Ethereum connait des problèmes sérieux en termes de capacité de montée en charge (taille de sa blockchain ) et de fonctionnement centralisé d'un réseau présenté comme décentralisé. En effet, selon Grégory Guittard « de moins en moins de noeuds complets valident à l'heure actuelle cette blockchain ETH dans son entièreté (...). Il est théoriquement possible de monter un noeud complet Ethereum sur tout matériel informatique mais dans la pratique les ressources demandées nécessitent un matériel trop coûteux et spécifique pour qu'un opérateur lambda monte un noeud complet aussi facilement que sur Bitcoin, c'est pourquoi la plupart des noeuds complets sont aujourd'hui gérés et entretenus par une seule entreprise privée, Infura » 29 ( * ) .
Ainsi, certaines applications sur le réseau sont susceptibles de ne plus pouvoir fonctionner lors de pics d'utilisation . Ce fût par exemple observé avec la première vague de « crypto-kitties », cette application de collection et d'échanges de « chats virtuels », plus grand succès à ce jour de la blockchain Ethereum, ayant alors totalement congestionné le réseau.
3. L'absence de recours au protocole « UTXO »
Pour s'assurer collectivement de l'équilibre des entrées et des sorties, sans recourir à un tiers de confiance, le protocole du bitcoin prévoit un système particulier, qui a été repris par d'autres cryptomonnaies.
Chaque transaction, visible car inscrite dans un bloc, inclut ainsi la suppression d'une « sortie » ( output ) appartenant à l'émetteur, et la création de trois autres . L'une est à destination du récepteur, une autre à destination du mineur (frais de transaction), une troisième, éventuelle, correspond au change et est renvoyée à l'émetteur, c'est elle qui est appelée Unspent Transaction Output (UTXO). Elles font partie des innovations introduites par Bitcoin qu'Ethereum a choisi d'écarter .
Décomposition d'une transaction en bitcoin
Source : OPECST
Un des principaux arguments en faveur de l'approche UTXO est la montée en charge ou scalabilité. Étant donné que les soldes sont stockés comme un ensemble de transactions sortantes, l'ordre dans lequel elles sont effectuées n'a pas d'importance. Ce système permet donc d'éviter qu'un tiers de confiance ne soit sollicité dans le but de tenir à jour les comptes des utilisateurs.
Cette technique utilisée d'abord par le bitcoin puis par d'autres cryptomonnaies n'a pas été retenue pour l'ether , car elle présente certaines limites. Un tel système suppose en effet la création de plus en plus d'UTXO, qui ont chacune une valeur de plus en plus faible, ce qui nécessite un espace de stockage croissant et crée peu à peu des « poussières de comptes », qui peuvent finir par être lourds pour le réseau. Il explique notamment aussi les disparités de capacité entre Bitcoin et des réseaux de paiement traditionnels (200 000 transactions quotidiennes en bitcoins contre 150 millions pour Visa par exemple).

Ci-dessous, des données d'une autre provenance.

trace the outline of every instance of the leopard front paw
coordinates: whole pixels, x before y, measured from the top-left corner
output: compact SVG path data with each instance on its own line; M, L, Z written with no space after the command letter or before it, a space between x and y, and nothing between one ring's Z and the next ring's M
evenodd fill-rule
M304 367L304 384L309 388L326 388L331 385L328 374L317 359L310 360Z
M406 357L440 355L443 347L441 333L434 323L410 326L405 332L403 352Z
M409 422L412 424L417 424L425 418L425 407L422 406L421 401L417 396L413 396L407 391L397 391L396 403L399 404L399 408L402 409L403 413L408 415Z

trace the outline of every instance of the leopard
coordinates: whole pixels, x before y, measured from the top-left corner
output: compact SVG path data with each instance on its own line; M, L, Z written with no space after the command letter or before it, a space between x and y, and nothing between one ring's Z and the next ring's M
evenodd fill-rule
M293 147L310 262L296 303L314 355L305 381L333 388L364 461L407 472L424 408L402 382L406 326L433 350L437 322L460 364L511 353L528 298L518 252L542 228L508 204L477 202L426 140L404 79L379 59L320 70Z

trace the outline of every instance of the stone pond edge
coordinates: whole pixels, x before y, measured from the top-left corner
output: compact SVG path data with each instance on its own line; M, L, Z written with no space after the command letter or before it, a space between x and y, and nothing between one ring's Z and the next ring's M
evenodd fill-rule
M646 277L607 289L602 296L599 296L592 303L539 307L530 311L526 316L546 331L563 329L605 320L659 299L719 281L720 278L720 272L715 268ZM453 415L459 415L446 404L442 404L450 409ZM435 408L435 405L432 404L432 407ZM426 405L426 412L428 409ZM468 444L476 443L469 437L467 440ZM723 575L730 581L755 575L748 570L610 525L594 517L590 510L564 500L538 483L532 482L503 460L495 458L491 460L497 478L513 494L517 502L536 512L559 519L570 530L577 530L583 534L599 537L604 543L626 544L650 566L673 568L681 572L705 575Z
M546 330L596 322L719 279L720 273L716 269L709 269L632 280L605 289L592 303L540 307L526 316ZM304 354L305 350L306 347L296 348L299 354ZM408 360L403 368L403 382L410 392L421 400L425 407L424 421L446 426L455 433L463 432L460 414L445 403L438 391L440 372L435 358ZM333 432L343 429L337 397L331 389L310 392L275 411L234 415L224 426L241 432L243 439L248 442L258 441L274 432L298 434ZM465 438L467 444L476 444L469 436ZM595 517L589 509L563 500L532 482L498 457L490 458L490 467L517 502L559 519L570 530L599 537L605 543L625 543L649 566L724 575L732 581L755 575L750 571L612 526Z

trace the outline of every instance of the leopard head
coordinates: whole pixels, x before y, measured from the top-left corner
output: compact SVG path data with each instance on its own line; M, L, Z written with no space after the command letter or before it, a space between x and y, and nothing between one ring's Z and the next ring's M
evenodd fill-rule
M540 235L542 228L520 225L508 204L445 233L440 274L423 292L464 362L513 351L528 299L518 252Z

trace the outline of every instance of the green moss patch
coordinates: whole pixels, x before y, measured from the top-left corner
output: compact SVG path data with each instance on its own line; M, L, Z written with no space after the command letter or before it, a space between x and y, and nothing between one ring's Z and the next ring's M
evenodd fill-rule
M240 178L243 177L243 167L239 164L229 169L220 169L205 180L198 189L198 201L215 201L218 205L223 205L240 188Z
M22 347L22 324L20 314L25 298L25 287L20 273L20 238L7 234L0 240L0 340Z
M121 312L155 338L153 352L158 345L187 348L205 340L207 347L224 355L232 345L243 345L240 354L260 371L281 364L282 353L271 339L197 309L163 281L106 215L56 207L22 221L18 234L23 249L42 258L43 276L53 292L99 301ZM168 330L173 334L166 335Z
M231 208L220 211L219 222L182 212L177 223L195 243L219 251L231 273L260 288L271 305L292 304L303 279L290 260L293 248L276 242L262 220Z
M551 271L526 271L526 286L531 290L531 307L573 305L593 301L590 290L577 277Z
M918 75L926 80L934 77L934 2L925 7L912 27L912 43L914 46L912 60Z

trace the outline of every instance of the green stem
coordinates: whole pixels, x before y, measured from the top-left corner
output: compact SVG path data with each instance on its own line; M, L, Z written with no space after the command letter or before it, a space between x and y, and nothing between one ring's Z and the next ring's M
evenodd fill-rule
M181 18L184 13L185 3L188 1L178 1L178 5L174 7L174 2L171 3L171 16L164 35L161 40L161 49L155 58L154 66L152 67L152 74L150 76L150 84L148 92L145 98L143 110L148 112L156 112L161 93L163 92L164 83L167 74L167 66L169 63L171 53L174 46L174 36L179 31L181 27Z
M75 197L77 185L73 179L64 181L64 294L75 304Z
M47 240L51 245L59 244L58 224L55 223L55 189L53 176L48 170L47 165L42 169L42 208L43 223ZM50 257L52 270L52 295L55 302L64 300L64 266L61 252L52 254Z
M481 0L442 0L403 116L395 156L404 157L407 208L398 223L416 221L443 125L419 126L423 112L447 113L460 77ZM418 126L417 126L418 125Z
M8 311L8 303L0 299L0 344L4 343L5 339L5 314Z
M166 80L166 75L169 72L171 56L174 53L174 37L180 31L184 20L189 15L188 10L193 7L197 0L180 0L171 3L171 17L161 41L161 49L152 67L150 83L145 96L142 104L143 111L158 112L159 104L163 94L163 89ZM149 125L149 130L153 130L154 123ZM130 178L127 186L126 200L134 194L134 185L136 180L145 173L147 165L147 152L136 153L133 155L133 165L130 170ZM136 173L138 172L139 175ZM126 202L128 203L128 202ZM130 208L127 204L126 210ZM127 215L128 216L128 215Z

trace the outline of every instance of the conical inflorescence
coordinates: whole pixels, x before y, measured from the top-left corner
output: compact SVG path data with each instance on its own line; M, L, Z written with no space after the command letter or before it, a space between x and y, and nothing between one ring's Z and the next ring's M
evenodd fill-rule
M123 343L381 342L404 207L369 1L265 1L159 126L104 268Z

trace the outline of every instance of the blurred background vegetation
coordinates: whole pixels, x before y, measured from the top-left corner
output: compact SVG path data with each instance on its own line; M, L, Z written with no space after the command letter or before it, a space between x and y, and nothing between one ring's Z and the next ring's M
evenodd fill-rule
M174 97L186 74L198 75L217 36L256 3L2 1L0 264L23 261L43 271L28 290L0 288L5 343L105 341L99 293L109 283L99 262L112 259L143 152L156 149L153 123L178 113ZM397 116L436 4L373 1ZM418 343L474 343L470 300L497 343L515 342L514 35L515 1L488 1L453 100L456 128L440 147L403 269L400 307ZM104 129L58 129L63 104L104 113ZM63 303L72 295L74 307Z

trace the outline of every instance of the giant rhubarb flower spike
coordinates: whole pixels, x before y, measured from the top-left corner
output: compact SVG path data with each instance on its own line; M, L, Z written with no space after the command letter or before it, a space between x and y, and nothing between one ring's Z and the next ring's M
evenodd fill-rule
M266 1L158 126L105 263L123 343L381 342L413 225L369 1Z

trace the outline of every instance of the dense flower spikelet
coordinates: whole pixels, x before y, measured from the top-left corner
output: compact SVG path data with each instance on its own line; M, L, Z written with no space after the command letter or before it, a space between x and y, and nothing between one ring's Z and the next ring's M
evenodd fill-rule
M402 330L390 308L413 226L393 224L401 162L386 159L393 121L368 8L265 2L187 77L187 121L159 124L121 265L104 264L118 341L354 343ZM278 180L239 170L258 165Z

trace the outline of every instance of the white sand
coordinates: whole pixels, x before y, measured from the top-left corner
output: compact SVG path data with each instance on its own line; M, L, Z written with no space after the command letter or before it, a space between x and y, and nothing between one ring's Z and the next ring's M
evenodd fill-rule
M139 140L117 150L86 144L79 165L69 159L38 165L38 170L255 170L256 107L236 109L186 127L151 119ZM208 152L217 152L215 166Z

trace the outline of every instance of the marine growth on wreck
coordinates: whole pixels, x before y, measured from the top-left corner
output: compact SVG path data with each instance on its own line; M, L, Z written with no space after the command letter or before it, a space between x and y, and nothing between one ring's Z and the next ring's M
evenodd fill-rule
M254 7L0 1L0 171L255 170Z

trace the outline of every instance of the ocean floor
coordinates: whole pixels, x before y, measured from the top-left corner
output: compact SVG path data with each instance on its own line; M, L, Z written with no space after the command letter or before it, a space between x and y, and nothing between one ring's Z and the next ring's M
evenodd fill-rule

D'autres cryptomonnaies, en plus de l'ether, ont donc plutôt choisi de fonctionner avec un équilibrage des comptes et soldes comparable à celui d'un système bancaire classique.
* 26 Vitalik Buterin, « A Next-Generation Smart Contract and Decentralized Application Platform» , décembre 2013. Cf. https://github.com/ethereum/wiki/wiki/White-Paper en français : http://www.asseth.fr/2016/11/09/traduction-whitepaper-ethereum/
* 27 Ce système permet toutefois une programmabilité a minima de la monnaie.
* 28 Cf. la citation en anglais : « Think of Ethereum as a world computer. What Bitcoin does for payments, Ethereum does for anything that can be programmed ».